After leading the Marian prayer from the window of his apartment above the supportive crowd, the Holy Father told the faithful that we must "be strongly rooted in God, solid in the good, in love and in service" to combat the sin within the Church and in the rest of the world.

Paola Dal Toso is the president of the national association of lay groups that organized the initiative of support for the Pope and mobilized the army that descended on the Vatican for the Sunday noon prayer. She said before the occasion that the idea of the event was to bring themselves "visibly around Benedict XVI as sons with their father, desiring to sustain him in his challenging ministry, expressing affection and gratitude to him for his passion for Christ and for all of humankind."

Speaking with Vatican Radio after a meeting with the Holy Father in audience on Monday morning, Cardinal Angelo Bagnasco, head of the Italian bishops said that Pope Benedict was "very content, very serene, for having seen this manifestation of such joy, closeness" in an "extremely packed" St.

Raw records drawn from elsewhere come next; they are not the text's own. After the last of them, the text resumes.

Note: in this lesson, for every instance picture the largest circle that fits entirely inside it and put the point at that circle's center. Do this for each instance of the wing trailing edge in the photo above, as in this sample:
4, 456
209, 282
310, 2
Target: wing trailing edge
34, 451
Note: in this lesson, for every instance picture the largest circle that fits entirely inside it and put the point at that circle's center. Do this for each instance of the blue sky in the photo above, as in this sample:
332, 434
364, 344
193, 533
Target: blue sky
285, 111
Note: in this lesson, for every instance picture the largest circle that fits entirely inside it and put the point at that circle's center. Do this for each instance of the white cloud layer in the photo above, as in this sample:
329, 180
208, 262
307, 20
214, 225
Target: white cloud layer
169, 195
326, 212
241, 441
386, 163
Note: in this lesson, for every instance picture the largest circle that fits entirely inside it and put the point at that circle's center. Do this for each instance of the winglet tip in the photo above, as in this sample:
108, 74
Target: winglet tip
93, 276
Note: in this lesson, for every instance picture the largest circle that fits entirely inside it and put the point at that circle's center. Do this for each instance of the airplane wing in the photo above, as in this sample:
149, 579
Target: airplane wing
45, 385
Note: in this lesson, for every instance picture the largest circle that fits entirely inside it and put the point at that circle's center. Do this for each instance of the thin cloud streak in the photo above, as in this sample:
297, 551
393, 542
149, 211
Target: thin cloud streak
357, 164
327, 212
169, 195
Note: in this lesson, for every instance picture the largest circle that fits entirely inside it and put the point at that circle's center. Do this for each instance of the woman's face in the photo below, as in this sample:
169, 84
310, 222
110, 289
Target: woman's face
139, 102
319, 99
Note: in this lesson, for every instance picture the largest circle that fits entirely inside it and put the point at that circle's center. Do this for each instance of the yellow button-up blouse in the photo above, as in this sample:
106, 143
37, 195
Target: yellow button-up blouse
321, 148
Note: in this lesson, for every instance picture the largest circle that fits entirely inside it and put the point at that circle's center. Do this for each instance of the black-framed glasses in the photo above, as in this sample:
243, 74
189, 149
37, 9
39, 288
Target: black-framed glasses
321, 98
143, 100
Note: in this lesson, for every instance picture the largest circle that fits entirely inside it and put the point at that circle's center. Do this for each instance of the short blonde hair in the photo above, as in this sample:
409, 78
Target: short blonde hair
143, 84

Peter's Square.

The prelate explained that many of the 200,000 who showed up to stand by the Holy Father were families, small and large, who had come from across the map "just to be under the Pope's window for a moment."

Cardinal Bagnasco went on to say that the great display of solidarity reinforces the awareness that the Church is of the people and particularly that there is "great affection and a great bond of gratitude" for the Pope.

The cardinal noted that for Italians, the See of Peter "represents in the heart of our people a great grace and therefore an additional reason for faith and joy." He thanked great variety of Italian Christian movements and Church groups that took part for their "vivacity" in making the occasion such a success.

He also restated the importance of prayers for the holiness of priest and the healing of abuse victims.

The head of the Italian bishops told La Repubblica newspaper in a separate interview on Sunday that this initiative was a "very simple and humble, but certainly convincing and eloquent sign" of the love of the Church and nation for the Holy Father.

L'Osservatore Romano reported that he also referred to the Pope as the "confident, sure, meek and sweet leader of the Church."

Cardinal Tarcisio Bertone, the Pope's second-in-command, told Vatican Radio on Monday that Sunday's event demonstrated "all of the affection that surrounds the Pope."

In addition, he said, it showed the will and good intentions of Christians "to profoundly renew the heart of the Church, to do penance for the sins that are in the Church and the world and to reawaken the commitment to the clean, clear and coherent testimony with the Gospel of Christ."